Going back to school after three months of summer vacation is tough. Nobody wants to wake up extra early to catch the bus or to beat traffic so you can be on time for your 8:00 AM class. And trading what would be precious poolside or Call of Duty time for a lecture about why apples fall from trees and the earth orbits the sun … well, sucks.
But we wouldn't be the awesome PhoneDog crew if we weren't here to make the transition a little easier for you. I've listed my top five Android smartphones for the Back to School season and my top 5 non-Android smartphones list has remained mostly unchanged. So what I have for you below are the top five mobile applications that you can install on that shiny new smartphone (or tablet) of yours to help you through your classes:
Everyone should be at least a little familiar with Evernote by now. It is easily one of the most popular cloud syncing, note services around. There are alternatives like Catch Notes and even Google Docs. But in my use, Evernote has served me the best. You can take notes and attach audio files, pictures and/or videos. Upon saving, your note will be synced to your account and instantly available from the browser on your PC (or the program, if installed) and any phones or tablets with the installed application.
The Evernote application is free and so are syncing services up to 60MB per month. Only 60MB sounds low, but if you don't use a lot of attachments, you will likely never reach 60MB. I use it regularly and have only ever reached 5MB of text-only files. With some recent tablet optimizations and feature additions, Evernote is my note taking app of choice and an essential for a student who wants to take notes on their mobile device.
If you take a lot of classes, it's usually good practice to use some form of task manager. I've tried several different task managers, but none have worked quite as well as Wunderlist. It's a fairly simple, free app that syncs your tasks with your account, across all devices. I can enter a task on my iPhone and within seconds, it appears on my Android device.
Wunderlist makes it very easy to throw in quick entries for editing later and offers several, straightforward organization and reminder options. Not only that, but when you miss deadlines, Wunderlist gives you that extra nudge by sending you an email reminder. So if you somehow logout of Wunderlist, they have a Plan B already in place for you. It's simple and elegant.
Pocket Informant debuted on iOS some time ago and made its way over to Android last last year. In the App Store, there is a specific version of Pocket Informant for iPad, the HD version. To be honest, this is one of the few reasons I've held on to my iPad for so long (the Android version doesn't look nearly as clean or organized, and I prefer to do this kind of work from a tablet instead of a phone).
So what is it? It's an alternative to the built-in calendar on Android and iOS; however, it's more like a day planner than just a plain ol' calendar. Manage tasks, sync calendars and organize … everything. It may seem expensive for an electronic day planner, but the HD version has served me well. It was worth every penny. (Pocket Informant is currently on sale through the 24th for Back to School. It's 4.99 on iOS and 5.99 on Android. The HD iPad version is currently on sale for $9.99)
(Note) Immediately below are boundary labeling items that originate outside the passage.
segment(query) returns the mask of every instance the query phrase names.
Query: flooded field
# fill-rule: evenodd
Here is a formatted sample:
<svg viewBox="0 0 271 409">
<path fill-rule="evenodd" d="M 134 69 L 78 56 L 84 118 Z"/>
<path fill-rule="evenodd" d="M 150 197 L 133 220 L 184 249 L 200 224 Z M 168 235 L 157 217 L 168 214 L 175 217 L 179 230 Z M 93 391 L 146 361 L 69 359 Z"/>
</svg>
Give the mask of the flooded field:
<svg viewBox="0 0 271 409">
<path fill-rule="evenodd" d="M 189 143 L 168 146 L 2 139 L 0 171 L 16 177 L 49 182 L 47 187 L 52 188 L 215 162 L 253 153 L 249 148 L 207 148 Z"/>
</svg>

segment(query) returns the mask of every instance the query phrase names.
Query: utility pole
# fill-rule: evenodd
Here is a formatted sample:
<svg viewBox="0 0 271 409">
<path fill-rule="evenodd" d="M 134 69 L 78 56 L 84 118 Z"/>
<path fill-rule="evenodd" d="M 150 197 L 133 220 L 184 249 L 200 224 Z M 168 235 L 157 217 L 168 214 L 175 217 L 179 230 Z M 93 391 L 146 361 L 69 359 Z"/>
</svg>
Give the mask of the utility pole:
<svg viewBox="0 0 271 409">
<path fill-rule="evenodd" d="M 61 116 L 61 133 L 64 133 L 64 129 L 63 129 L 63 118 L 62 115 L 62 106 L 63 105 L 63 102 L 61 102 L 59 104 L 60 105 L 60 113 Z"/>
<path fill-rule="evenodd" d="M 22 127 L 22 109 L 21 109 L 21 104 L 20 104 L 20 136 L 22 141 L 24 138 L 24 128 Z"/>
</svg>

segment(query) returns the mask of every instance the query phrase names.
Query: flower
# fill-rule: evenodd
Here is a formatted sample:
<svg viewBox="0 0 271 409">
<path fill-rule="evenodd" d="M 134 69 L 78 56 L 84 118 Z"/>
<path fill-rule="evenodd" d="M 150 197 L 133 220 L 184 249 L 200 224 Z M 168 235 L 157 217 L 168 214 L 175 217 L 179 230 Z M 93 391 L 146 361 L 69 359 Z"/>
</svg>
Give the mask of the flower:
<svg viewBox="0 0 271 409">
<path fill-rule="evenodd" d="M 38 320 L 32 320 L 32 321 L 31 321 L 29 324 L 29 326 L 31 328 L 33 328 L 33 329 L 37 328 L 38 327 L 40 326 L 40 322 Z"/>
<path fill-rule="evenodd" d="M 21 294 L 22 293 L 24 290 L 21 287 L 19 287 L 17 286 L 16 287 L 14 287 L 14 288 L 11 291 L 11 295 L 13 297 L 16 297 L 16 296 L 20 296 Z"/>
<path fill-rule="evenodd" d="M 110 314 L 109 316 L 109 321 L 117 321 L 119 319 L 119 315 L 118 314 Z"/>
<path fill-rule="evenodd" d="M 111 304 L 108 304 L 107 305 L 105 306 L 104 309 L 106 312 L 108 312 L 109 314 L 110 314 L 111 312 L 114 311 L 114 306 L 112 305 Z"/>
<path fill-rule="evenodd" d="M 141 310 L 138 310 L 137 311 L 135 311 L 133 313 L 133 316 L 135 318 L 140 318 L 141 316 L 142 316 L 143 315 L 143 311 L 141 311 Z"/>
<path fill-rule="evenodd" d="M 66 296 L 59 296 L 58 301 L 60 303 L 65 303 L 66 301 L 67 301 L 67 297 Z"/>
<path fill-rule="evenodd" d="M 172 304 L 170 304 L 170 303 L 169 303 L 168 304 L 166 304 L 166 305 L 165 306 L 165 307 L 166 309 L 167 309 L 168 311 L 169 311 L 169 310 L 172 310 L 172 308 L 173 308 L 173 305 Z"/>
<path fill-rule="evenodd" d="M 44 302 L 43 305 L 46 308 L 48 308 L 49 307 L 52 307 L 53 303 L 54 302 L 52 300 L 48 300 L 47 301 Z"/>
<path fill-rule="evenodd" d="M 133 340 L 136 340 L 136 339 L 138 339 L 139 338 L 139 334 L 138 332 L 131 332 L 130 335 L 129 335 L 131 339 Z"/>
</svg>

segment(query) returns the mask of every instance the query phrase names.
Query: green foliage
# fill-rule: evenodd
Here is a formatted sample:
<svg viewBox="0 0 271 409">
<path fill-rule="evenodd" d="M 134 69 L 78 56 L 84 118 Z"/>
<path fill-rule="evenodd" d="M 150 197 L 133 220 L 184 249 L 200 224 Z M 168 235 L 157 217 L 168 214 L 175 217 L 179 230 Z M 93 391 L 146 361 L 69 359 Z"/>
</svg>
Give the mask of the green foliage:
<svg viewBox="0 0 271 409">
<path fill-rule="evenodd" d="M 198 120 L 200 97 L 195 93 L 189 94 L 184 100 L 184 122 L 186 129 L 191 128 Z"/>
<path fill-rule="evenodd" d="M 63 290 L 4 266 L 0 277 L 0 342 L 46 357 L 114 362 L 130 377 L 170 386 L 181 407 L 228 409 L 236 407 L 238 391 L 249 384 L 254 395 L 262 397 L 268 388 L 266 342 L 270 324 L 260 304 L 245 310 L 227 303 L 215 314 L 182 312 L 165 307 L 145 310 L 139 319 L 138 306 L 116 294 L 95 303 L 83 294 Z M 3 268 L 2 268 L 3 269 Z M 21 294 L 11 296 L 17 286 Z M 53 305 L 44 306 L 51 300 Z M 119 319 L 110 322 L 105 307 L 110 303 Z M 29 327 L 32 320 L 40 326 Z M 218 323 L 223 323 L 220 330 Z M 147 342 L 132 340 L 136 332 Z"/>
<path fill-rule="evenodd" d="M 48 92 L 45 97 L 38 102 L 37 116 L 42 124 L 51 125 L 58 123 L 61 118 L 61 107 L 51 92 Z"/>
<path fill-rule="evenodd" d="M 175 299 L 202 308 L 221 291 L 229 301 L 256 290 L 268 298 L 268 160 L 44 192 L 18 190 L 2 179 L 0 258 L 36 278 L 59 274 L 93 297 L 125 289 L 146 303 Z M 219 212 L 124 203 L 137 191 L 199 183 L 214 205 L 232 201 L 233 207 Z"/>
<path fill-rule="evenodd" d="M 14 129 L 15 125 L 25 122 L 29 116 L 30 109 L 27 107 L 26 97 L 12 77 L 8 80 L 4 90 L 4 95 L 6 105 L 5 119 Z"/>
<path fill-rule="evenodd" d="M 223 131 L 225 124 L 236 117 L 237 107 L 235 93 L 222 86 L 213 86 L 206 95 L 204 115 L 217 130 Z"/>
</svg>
Have a PDF or other document that you are looking at on a PC and want to take with you on your phone or tablet? Normally, you would have to plug the device in via USB or pop out the SD card to transfer over. I hate having to pop out the battery to access the SD card or having to fumble around with cables. Of course, you can throw the file in a Dropbox folder or email it to yourself. But WiFi File Explorer Pro makes things much easier on the fly. Open the app on your phone, navigate to the address it gives you in an Internet browser and you now have access to the internal or removable memory on your mobile device. You can either download files from or send files to the device. Clean, essential and cheap.
Lastly, we have a pair of document viewers. If you're anything like me, you search high and low for a PDF or EPUB version (to buy … of course) of your course text books before you go out and spend a few hundred dollars on a print book. Not only are they heavy and bulky, but they tend to cost much more than electronically published versions. If you have a device that can handle an electronic version of your book, why not use it?
Anyway, Aldiko on Android has always been my go-to app for viewing PDFs, though there are several others. The Adobe Reader app also works, but Aldiko can also handle EPUB as it is meant to be an eReader app. It's a bit limited in what it can do, but it works very well for me, since I'm only viewing. Likewise, Good Reader was one of the first iPad apps I bought. Only in search of a file system on my iPad, I stumbled upon one of the best PDF and document viewers on iOS. Unlike Aldiko, Good Reader is packed full of features and can be synced with SugarSync, Dropbox, etc. I happened to snag Good Reader while it was on sale for $0.99, but now that I've used it, I would pay full price for it.